Comme les paysans suisses ont de plus en plus de peine à trouver du personnel autochtone pour ce métier de haute tradition, ils engagent toujours plus de gens à l’étranger. Un tiers, environ, selon les estimations.

Cela les rend tristes et leur donne à réfléchir, quand des randonneurs suisses leur demandent ce qu’elles font là, raconte Christiana, une ingénieure agronome de 32 ans. «Je connais chaque motte de terre et ne me sens pas étrangère, plutôt chez moi.
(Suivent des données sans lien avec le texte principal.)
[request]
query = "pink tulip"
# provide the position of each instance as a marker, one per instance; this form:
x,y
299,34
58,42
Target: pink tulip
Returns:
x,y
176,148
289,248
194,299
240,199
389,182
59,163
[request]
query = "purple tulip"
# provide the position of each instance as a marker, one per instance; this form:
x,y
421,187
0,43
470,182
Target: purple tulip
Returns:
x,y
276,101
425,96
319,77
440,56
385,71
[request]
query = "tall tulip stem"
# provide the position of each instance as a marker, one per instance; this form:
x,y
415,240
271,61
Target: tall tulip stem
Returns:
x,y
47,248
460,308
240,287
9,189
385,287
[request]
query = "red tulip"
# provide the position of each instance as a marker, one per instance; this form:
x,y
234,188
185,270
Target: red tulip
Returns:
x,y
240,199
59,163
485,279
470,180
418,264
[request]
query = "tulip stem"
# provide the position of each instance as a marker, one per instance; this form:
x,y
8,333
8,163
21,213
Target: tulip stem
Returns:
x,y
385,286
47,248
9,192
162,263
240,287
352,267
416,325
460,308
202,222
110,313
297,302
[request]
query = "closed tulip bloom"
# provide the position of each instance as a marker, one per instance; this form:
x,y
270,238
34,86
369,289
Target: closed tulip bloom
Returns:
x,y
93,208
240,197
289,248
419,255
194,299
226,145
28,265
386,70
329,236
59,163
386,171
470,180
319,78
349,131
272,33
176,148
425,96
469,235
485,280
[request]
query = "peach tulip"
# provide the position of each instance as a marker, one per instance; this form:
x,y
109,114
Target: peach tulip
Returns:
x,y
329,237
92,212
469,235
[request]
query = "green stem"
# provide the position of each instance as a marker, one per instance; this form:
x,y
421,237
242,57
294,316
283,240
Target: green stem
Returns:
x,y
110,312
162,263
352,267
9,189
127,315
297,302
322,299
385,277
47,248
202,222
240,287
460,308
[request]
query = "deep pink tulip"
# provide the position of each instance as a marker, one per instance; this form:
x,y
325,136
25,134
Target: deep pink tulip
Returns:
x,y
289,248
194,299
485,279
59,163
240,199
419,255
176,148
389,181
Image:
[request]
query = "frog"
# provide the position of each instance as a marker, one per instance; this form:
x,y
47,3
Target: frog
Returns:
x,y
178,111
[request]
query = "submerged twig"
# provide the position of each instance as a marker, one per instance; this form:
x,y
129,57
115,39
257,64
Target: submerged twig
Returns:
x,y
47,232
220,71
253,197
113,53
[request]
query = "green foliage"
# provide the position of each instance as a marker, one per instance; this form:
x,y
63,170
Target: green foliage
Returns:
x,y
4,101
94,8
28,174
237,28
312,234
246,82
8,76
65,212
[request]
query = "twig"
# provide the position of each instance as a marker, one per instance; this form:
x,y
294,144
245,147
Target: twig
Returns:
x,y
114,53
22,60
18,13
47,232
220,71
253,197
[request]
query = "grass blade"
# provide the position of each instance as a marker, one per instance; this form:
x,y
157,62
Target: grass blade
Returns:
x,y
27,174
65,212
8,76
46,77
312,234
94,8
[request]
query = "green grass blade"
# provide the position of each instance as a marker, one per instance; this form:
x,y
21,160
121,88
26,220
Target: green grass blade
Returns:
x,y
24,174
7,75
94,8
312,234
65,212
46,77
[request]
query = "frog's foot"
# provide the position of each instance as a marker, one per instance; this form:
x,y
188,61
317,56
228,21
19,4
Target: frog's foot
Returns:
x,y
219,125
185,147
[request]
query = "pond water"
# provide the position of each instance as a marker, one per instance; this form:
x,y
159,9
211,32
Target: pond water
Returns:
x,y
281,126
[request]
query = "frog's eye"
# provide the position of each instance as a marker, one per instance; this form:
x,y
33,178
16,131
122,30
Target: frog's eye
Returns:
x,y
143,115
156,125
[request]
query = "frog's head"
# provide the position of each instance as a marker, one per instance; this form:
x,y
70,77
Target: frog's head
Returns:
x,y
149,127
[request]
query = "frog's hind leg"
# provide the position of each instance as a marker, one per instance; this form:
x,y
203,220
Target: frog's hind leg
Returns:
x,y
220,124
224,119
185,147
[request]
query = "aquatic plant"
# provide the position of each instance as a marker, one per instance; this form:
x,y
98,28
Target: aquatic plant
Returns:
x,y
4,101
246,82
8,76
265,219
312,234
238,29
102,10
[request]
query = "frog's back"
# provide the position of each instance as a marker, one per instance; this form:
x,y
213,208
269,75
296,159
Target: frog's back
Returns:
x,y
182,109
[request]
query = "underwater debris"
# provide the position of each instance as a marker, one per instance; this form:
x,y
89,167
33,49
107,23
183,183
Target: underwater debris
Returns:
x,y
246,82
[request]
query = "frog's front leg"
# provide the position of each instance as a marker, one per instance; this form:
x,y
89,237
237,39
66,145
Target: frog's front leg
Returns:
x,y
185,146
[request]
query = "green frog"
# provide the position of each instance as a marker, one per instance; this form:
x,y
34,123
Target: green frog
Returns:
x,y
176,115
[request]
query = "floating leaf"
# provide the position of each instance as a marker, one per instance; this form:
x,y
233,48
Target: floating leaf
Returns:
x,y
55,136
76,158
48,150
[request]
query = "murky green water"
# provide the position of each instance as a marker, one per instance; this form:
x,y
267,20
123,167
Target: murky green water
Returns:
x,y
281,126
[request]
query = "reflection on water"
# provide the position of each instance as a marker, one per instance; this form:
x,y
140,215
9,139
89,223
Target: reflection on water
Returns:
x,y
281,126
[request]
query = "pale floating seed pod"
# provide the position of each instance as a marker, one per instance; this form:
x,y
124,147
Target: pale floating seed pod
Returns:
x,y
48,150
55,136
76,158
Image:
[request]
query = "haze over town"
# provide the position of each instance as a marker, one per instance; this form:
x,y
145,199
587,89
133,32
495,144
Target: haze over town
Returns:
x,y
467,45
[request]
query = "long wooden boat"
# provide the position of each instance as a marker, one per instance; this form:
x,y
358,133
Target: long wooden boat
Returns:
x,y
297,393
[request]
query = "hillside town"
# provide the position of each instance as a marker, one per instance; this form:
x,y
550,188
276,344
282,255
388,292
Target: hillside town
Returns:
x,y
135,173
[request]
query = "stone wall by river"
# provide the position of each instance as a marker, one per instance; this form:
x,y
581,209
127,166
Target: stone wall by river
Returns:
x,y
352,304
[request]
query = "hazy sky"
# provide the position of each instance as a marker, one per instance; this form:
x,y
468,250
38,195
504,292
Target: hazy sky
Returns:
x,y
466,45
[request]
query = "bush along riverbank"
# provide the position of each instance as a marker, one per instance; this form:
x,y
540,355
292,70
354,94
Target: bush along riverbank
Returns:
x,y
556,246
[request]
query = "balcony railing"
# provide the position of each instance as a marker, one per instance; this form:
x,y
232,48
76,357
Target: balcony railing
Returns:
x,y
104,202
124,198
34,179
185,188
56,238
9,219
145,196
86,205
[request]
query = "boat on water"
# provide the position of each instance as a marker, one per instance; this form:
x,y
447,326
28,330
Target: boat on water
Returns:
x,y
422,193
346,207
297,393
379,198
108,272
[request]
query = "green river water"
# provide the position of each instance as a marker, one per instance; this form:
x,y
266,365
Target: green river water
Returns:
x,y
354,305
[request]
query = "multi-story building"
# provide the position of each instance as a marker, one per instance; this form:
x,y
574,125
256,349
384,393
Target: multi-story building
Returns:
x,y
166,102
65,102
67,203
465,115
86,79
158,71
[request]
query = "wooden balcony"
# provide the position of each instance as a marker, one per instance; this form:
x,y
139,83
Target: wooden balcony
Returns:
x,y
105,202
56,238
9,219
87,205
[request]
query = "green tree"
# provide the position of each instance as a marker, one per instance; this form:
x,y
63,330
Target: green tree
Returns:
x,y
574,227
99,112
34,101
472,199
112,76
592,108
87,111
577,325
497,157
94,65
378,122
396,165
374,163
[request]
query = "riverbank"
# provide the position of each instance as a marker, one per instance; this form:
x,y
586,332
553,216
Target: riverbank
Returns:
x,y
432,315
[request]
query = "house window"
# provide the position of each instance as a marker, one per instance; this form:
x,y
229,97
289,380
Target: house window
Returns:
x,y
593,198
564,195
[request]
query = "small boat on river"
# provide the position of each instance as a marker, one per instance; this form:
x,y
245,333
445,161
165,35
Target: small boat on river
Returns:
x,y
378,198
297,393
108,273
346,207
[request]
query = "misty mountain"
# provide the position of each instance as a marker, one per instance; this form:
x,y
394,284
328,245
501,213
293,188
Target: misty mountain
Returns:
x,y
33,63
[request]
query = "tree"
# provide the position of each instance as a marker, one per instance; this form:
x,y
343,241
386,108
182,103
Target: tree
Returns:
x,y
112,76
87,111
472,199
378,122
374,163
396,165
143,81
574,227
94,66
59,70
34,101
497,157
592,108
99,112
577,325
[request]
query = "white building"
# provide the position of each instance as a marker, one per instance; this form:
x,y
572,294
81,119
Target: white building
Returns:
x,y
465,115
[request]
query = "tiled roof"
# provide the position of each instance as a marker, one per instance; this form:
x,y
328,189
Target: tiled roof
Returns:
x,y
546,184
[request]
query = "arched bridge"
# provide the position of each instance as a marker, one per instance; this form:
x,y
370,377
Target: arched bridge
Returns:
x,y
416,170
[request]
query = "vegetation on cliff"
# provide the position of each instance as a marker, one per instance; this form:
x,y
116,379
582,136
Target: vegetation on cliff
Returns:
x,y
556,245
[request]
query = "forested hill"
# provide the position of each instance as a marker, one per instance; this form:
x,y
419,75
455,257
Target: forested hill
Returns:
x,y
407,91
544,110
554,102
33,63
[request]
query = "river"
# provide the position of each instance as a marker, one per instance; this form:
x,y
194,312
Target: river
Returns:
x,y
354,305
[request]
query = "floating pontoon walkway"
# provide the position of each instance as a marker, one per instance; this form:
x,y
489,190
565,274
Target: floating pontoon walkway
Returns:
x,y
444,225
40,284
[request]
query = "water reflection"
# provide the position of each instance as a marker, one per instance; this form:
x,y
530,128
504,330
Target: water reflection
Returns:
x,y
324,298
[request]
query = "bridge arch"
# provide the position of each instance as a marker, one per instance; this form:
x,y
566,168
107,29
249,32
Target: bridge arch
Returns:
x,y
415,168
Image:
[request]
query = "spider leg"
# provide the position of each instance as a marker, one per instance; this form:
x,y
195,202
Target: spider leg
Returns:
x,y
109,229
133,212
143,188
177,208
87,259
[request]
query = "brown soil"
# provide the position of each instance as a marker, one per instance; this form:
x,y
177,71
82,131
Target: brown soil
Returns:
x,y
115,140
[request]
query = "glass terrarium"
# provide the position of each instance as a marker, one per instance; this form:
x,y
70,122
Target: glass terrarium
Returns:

Les touristes feraient mieux de se réjouir que nous faisions ce travail avec enthousiasme.»

Un labeur quotidien éprouvant

Les 750 litres de lait des trois derniers jours donnent naissance à quinze meules de fromage mi-dur de 5 kilos. Elles sont stockés à la cave à fromage où elles seront bichonnés pendant des semaines. «Au début de l’été, on avait 900 litres de lait par jour.» Mais les prés sont bientôt entièrement broutés, le fourrage se fait plus rare, le lait aussi. Le mois d’août est plus tranquille et il reste parfois du temps pour la cueillette des petits fruits et des herbes.

Dans l’intervalle, dans un grand concert de sonnailles, Christiana renvoie les vaches à la pâture. L’une ou l’autre se prend de temps en temps un coup sur les fesses, tandis que Carolyn s’égosille en riant: «Hoppa, hoppa!» et que le chien leur court après en aboyant.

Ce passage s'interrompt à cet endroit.